Of note, approximately 96% of patients with COVID-19 presented with chest CT abnormalities, such as multiple bilateral and peripheral ground-glass opacities and consolidation (3,4), making chest CT features essential in recognizing COVID-19. The National Health Commission of China revised the diagnostic criteria in the Hubei province, where a severe epidemic occurred (5). A new diagnostic type called “Clinical diagnosis” was set according to the presence of pneumonia on chest CT, regardless of rRT-PCR results. To some extent, CT features and rRT-PCR results were complimentary in the diagnosis of COVID-19. From a clinical perspective, CT features could be utilized as the first and immediate reference for doctors to screen the highly suspected cases and to take necessary actions while rRT-PCR serves as a confirmation tool, the results of which could be utilized later to decide the subsequent action of continuing isolated treatment or discharge. Notably, our hospital was facilitated with a DL-based computer-aided diagnostic system (InferRead CT Pneumonia, Infervision, Beijing, China) for pneumonia, which greatly improved the detection efficiency for patients highly suspected with COVID-19 by alarming the technician within 2 minutes when any suspected cases was found after CT examination. The automatic lesion segmentation on CT was also helpful to evaluate the progression of COVID-19 quantitatively. With an integrated approach of DL, CT features, and rRT-PCR results, the screening and treatment of COVID-19 would be more effective.
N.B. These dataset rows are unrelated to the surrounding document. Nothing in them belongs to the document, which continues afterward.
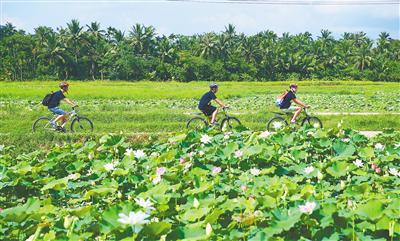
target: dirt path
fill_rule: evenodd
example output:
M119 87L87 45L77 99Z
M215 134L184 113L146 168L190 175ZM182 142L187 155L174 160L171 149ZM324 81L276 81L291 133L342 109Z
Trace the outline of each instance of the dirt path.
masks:
M372 138L382 133L382 131L360 131L360 133L368 138Z
M315 115L400 115L400 113L379 113L379 112L313 112Z

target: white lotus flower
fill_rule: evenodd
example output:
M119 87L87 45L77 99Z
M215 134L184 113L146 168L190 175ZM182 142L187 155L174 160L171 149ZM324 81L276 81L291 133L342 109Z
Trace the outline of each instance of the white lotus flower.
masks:
M107 164L105 164L104 165L104 169L106 169L106 171L112 171L112 170L114 170L114 164L113 163L107 163Z
M150 199L144 200L143 198L135 198L135 202L137 205L144 208L146 210L146 213L149 213L151 210L155 209Z
M143 150L136 150L136 151L134 151L133 153L134 153L134 155L135 155L135 157L136 157L137 159L140 159L140 158L146 156L146 153L144 153Z
M381 143L376 143L376 144L375 144L375 149L382 151L383 148L385 148L385 146L382 145Z
M390 173L391 175L393 175L393 176L398 176L398 177L400 177L400 172L399 172L398 170L396 170L396 168L394 168L394 167L389 168L389 173Z
M34 238L35 238L35 234L32 234L32 235L29 236L29 238L27 238L25 241L33 241Z
M139 233L140 230L142 230L143 225L150 222L149 220L146 220L148 217L150 217L150 215L142 211L139 211L137 213L130 212L129 215L120 213L118 216L118 222L132 226L132 230L135 233Z
M201 139L200 139L201 143L207 144L211 142L211 138L207 135L201 135Z
M250 169L250 173L253 176L258 176L258 175L260 175L261 171L260 171L260 169L252 168L252 169Z
M79 174L79 173L69 174L68 177L67 177L67 179L68 179L68 180L76 180L76 179L78 179L80 176L81 176L81 174Z
M283 124L281 122L276 121L272 123L272 126L274 127L275 130L278 130L282 128Z
M210 223L207 223L207 225L206 225L206 235L207 235L207 236L210 236L211 233L212 233L211 224L210 224Z
M304 168L304 173L307 174L307 175L310 174L313 171L314 171L314 167L313 166L309 166L309 167Z
M126 149L125 156L132 157L133 156L133 150L131 148Z
M318 171L317 178L318 178L318 180L322 180L322 178L324 178L324 175L320 171Z
M317 204L315 202L306 202L305 205L299 205L299 209L302 213L311 214L316 206Z
M267 138L268 136L270 136L271 133L269 131L263 131L261 132L261 134L259 135L260 138Z
M199 200L197 200L197 198L194 198L194 200L193 200L193 207L194 207L194 208L198 208L199 206L200 206Z
M237 151L235 151L235 157L236 158L242 158L242 156L243 156L243 152L241 151L241 150L237 150Z
M354 163L354 165L356 165L357 167L362 167L362 166L364 166L364 163L363 163L360 159L357 159L357 160L353 161L353 163Z

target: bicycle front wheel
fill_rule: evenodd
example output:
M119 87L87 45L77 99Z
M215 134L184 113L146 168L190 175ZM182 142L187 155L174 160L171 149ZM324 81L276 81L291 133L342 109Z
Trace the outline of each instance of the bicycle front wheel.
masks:
M51 118L40 117L32 125L33 132L49 132L54 131L54 127L50 123Z
M221 130L227 131L236 129L237 127L241 126L240 120L236 117L228 117L222 120L221 122Z
M87 117L75 118L71 122L71 131L72 132L92 132L93 131L93 123Z
M187 129L200 130L207 126L207 121L201 117L194 117L186 124Z
M314 127L315 129L322 128L322 121L318 117L315 117L315 116L305 118L303 120L303 122L301 123L301 125L304 126L305 124L307 124L311 127Z
M278 131L287 125L288 123L283 117L275 116L268 121L267 130Z

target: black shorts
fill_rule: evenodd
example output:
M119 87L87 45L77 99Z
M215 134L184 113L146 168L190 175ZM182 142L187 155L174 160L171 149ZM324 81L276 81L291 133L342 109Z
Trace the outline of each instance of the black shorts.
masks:
M214 111L217 109L217 107L212 106L212 105L206 105L204 108L200 109L201 112L203 112L206 116L212 115Z

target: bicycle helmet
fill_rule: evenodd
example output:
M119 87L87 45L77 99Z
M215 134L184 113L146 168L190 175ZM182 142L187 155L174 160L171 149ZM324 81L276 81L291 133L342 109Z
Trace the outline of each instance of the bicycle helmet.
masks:
M69 84L67 83L67 82L61 82L59 85L58 85L61 89L65 89L65 88L68 88L68 86L69 86Z
M210 89L218 88L217 83L213 82L210 84Z

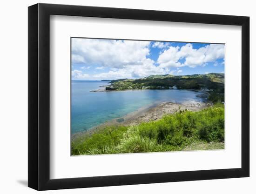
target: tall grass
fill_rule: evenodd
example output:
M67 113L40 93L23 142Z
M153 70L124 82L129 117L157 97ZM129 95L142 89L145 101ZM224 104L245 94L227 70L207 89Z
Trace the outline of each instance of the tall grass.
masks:
M178 151L196 142L221 142L224 140L224 112L223 105L218 104L197 112L180 111L137 126L108 127L74 140L72 155Z

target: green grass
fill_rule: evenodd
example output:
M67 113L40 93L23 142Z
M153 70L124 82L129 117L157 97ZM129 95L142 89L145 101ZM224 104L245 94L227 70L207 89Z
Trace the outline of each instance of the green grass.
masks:
M224 106L180 111L135 126L108 127L72 142L72 155L223 149Z

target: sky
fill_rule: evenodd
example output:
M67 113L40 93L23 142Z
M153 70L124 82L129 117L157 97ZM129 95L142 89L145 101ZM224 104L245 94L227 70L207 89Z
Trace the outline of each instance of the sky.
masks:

Furthermore, we observed conflicting laboratory examination results in these two patients. Patient in Case 2 was infected only by SARS-CoV-2 and presented decreased lymphocytes and elevated C-reactive protein, consistent with the typical tendency found in the COVID-19 cohort. In contrast, the patient in Case 1 was coinfected with influenza A and presented with increased lymphocytes and elevated C-reactive protein. The difference in laboratory examination results could be a potential indicator of a different infection status, including SARS-CoV-2 infection alone or coinfection with other viruses, which, however, should be further validated with more cases.
In conclusion, we reported two false-negative results of rRT-PCR for SARS-CoV-2 infection and mentioned the possible tandem approaches for clinical practices to ensure an early and accurate diagnosis of COVID-19. In addition, the potential role of laboratory examination results in differentiating the infection status was revealed as well.
Footnotes
Conflicts of Interest: The authors have no potential conflicts of interest to disclose.